Keyakinan bodoh pengkonsumsi miras bahwa stress bisa hilang, beban
pikiran bisa terbang dengan minuman keras, kadang dijadikan suatu
alasan untuk membenarkan perbuatannya. Belum lagi alasan-alasan lain
yang dibuat-buat. Lebih mengherankan lagi adalah apa yang melandasi
pemerintah memberi izin merek tertentu, orang tertentu atau perusahaan
tertentu untuk memproduksi, mengimpor, dan menjual minuman keras.

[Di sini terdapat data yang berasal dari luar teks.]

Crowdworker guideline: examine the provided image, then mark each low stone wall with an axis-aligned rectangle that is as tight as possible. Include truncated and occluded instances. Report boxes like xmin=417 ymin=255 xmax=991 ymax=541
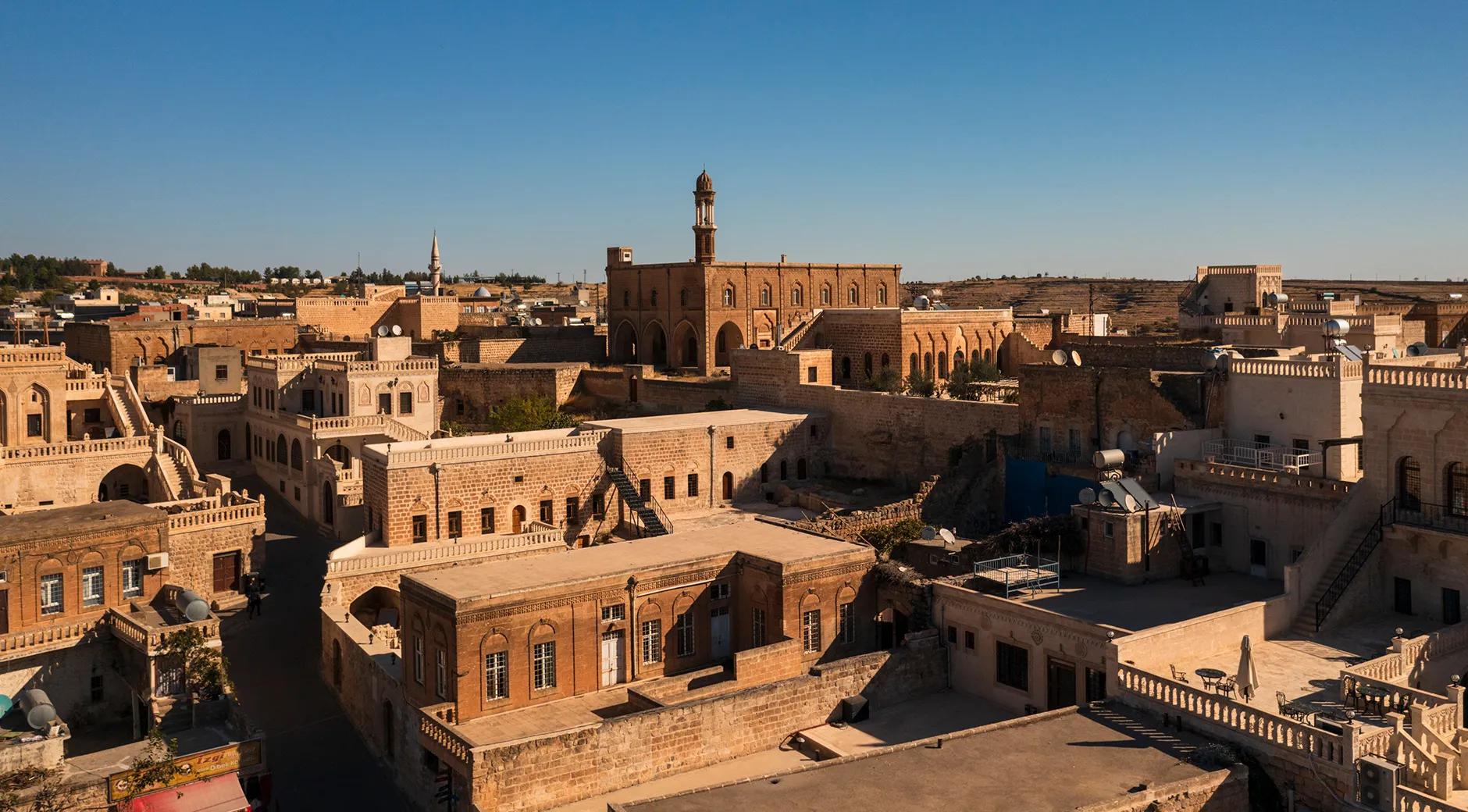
xmin=472 ymin=636 xmax=947 ymax=812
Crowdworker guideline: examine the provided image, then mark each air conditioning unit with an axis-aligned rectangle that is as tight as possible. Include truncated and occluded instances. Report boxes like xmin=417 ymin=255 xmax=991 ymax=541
xmin=1356 ymin=757 xmax=1402 ymax=812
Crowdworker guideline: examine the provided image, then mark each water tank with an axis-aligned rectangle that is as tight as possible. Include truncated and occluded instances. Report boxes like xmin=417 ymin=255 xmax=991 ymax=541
xmin=1091 ymin=448 xmax=1126 ymax=468
xmin=19 ymin=689 xmax=55 ymax=730
xmin=173 ymin=589 xmax=208 ymax=622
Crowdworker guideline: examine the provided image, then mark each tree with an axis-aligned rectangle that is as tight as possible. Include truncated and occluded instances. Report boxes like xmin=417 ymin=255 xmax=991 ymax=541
xmin=906 ymin=373 xmax=938 ymax=398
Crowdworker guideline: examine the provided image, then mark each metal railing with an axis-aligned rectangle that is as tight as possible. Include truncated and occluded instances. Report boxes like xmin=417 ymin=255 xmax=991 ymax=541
xmin=1203 ymin=437 xmax=1326 ymax=475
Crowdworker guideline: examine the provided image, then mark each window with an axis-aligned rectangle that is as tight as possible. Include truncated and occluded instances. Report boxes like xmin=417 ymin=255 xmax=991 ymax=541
xmin=484 ymin=652 xmax=509 ymax=700
xmin=642 ymin=620 xmax=662 ymax=664
xmin=122 ymin=558 xmax=142 ymax=597
xmin=800 ymin=609 xmax=821 ymax=654
xmin=994 ymin=640 xmax=1029 ymax=690
xmin=672 ymin=612 xmax=694 ymax=657
xmin=82 ymin=567 xmax=102 ymax=607
xmin=533 ymin=640 xmax=555 ymax=690
xmin=41 ymin=572 xmax=62 ymax=615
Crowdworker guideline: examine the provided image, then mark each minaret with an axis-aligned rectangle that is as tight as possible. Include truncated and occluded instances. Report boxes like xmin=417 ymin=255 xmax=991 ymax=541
xmin=693 ymin=169 xmax=718 ymax=263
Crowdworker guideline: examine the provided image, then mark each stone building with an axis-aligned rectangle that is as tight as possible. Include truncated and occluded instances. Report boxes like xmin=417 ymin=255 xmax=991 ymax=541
xmin=606 ymin=172 xmax=903 ymax=373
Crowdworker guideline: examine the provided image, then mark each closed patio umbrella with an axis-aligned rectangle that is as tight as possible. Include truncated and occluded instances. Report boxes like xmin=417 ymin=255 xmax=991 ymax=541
xmin=1238 ymin=634 xmax=1260 ymax=702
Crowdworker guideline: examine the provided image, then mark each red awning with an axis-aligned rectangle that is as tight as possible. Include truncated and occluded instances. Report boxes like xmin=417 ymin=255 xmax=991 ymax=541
xmin=126 ymin=772 xmax=250 ymax=812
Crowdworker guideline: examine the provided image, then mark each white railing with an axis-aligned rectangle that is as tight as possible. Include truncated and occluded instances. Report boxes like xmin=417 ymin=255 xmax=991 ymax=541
xmin=1203 ymin=437 xmax=1326 ymax=474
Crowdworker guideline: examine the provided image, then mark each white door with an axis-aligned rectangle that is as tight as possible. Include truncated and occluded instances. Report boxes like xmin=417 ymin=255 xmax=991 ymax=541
xmin=602 ymin=632 xmax=625 ymax=687
xmin=709 ymin=607 xmax=729 ymax=659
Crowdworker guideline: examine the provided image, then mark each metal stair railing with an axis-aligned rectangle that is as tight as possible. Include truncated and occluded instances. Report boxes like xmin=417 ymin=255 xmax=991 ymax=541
xmin=1315 ymin=499 xmax=1396 ymax=632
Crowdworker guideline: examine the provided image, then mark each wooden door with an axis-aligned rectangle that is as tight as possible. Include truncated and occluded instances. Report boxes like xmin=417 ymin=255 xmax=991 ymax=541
xmin=214 ymin=552 xmax=239 ymax=592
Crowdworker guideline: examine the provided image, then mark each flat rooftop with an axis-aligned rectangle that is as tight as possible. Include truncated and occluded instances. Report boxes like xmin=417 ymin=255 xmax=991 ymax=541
xmin=402 ymin=522 xmax=874 ymax=602
xmin=615 ymin=707 xmax=1208 ymax=812
xmin=0 ymin=499 xmax=167 ymax=545
xmin=964 ymin=572 xmax=1284 ymax=632
xmin=583 ymin=408 xmax=809 ymax=435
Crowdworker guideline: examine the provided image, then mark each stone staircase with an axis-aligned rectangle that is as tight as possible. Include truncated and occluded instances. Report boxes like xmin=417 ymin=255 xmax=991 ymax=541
xmin=606 ymin=467 xmax=671 ymax=536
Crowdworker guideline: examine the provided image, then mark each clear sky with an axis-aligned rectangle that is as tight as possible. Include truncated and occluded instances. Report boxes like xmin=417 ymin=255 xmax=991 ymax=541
xmin=0 ymin=0 xmax=1468 ymax=279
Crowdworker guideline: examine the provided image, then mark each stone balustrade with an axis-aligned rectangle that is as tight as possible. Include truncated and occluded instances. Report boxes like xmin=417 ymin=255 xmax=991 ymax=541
xmin=1117 ymin=665 xmax=1355 ymax=767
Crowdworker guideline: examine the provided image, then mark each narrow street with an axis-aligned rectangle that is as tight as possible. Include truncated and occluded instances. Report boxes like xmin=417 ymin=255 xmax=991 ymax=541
xmin=222 ymin=477 xmax=407 ymax=812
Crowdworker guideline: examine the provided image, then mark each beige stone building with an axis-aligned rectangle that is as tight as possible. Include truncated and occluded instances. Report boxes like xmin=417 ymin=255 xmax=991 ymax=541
xmin=606 ymin=172 xmax=903 ymax=373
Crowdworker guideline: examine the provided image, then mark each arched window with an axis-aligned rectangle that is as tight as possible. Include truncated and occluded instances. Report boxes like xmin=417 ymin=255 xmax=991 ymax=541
xmin=1443 ymin=462 xmax=1468 ymax=515
xmin=1396 ymin=457 xmax=1423 ymax=511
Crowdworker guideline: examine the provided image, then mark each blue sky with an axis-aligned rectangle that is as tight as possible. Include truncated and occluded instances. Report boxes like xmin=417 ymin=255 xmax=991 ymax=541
xmin=0 ymin=2 xmax=1468 ymax=279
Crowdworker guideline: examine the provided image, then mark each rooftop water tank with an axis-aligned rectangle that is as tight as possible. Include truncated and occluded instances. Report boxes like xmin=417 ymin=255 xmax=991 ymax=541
xmin=173 ymin=589 xmax=208 ymax=622
xmin=19 ymin=689 xmax=55 ymax=730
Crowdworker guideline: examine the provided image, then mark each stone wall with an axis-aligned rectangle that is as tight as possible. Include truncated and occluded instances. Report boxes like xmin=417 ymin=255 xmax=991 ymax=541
xmin=472 ymin=634 xmax=947 ymax=812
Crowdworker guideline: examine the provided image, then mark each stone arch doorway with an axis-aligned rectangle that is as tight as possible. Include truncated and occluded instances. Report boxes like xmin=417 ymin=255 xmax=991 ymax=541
xmin=714 ymin=322 xmax=744 ymax=367
xmin=97 ymin=462 xmax=148 ymax=502
xmin=672 ymin=322 xmax=704 ymax=367
xmin=612 ymin=320 xmax=637 ymax=364
xmin=642 ymin=322 xmax=668 ymax=367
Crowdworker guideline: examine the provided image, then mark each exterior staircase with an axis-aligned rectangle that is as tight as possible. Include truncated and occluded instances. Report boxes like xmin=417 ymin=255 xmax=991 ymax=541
xmin=606 ymin=465 xmax=672 ymax=536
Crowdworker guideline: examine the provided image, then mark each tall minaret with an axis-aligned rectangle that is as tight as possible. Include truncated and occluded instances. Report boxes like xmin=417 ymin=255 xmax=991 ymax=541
xmin=693 ymin=169 xmax=718 ymax=263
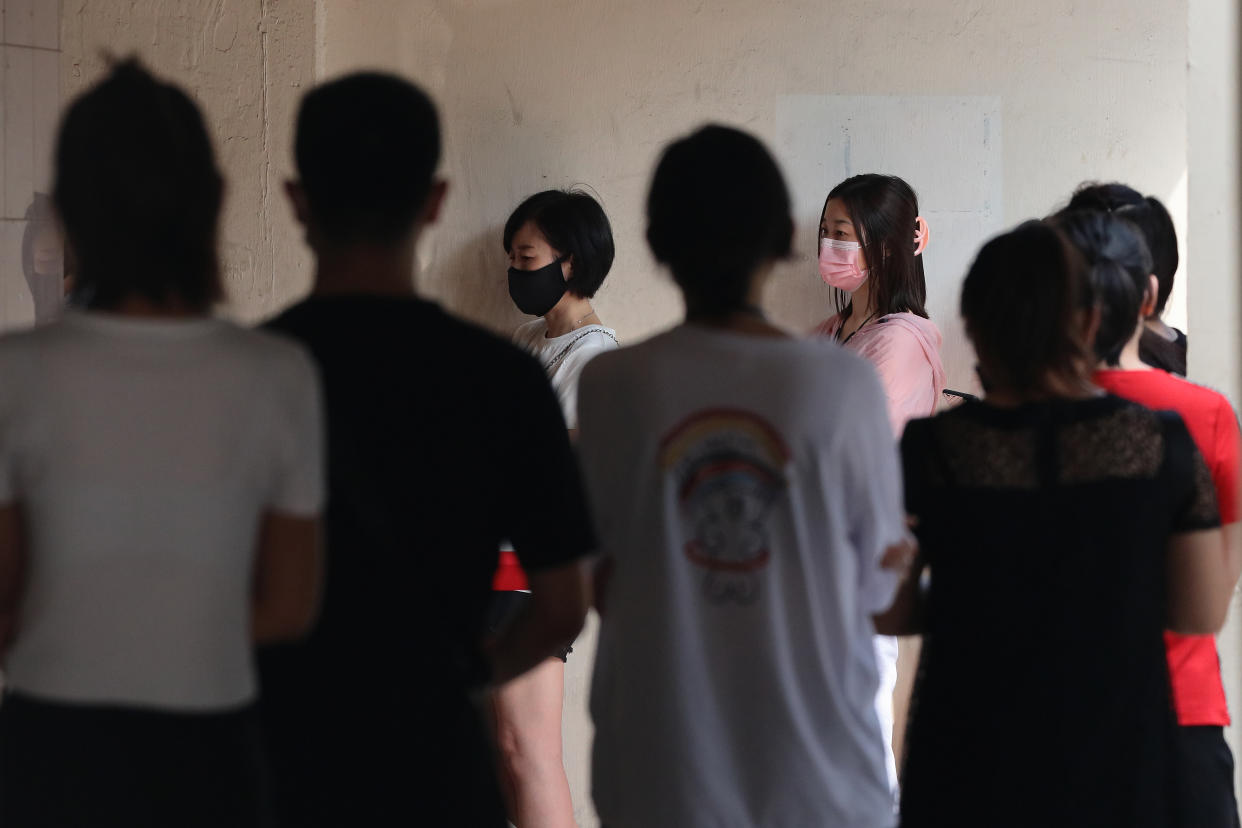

Apakah ada survei bahwa bangsa ini sedang membutuhkan minuman keras?
Atau mungkin mereka sendiri yang membutuhkannya, lalu melegalkannya
untuk memenuhi selera mereka? Wallahu a'lam.

Penyakit lain adalah judi. Mental-mental judi jika sudah merasuki jiwa
seseorang niscaya akan merusak jiwa dan akalnya. Melegalisasikan
perjudian dengan melakukan lokalisasi di wilayah tertentu bukanlah
solusi yang tepat. Dulu ada yang namanya SDSB. Tetapi, ternyata para
penjudi itu tidak hanya puas dengan SDSB. Banyak cara-cara judi yang
tak masuk akal yang mereka lakukan. Contohnya, dua pihak yang berjudi
sama-sama makan sepotong kecil tebu, setelah itu mereka lemparkan.
Nah, ampas siapa yang lebih dulu dihinggapi oleh lalat, maka dialah
yang menang. Ironinya, mereka rata-rata adalah orang-orang kurang
mampu. Kebanyakan mereka hanya penjual sayuran atau rempah-rempah di
pasar mingguan, petani kecil, tukang bendi, dan sejenisnya. Sebenarnya
hanya ada satu kata untuk miras dan judi, yaitu "perang".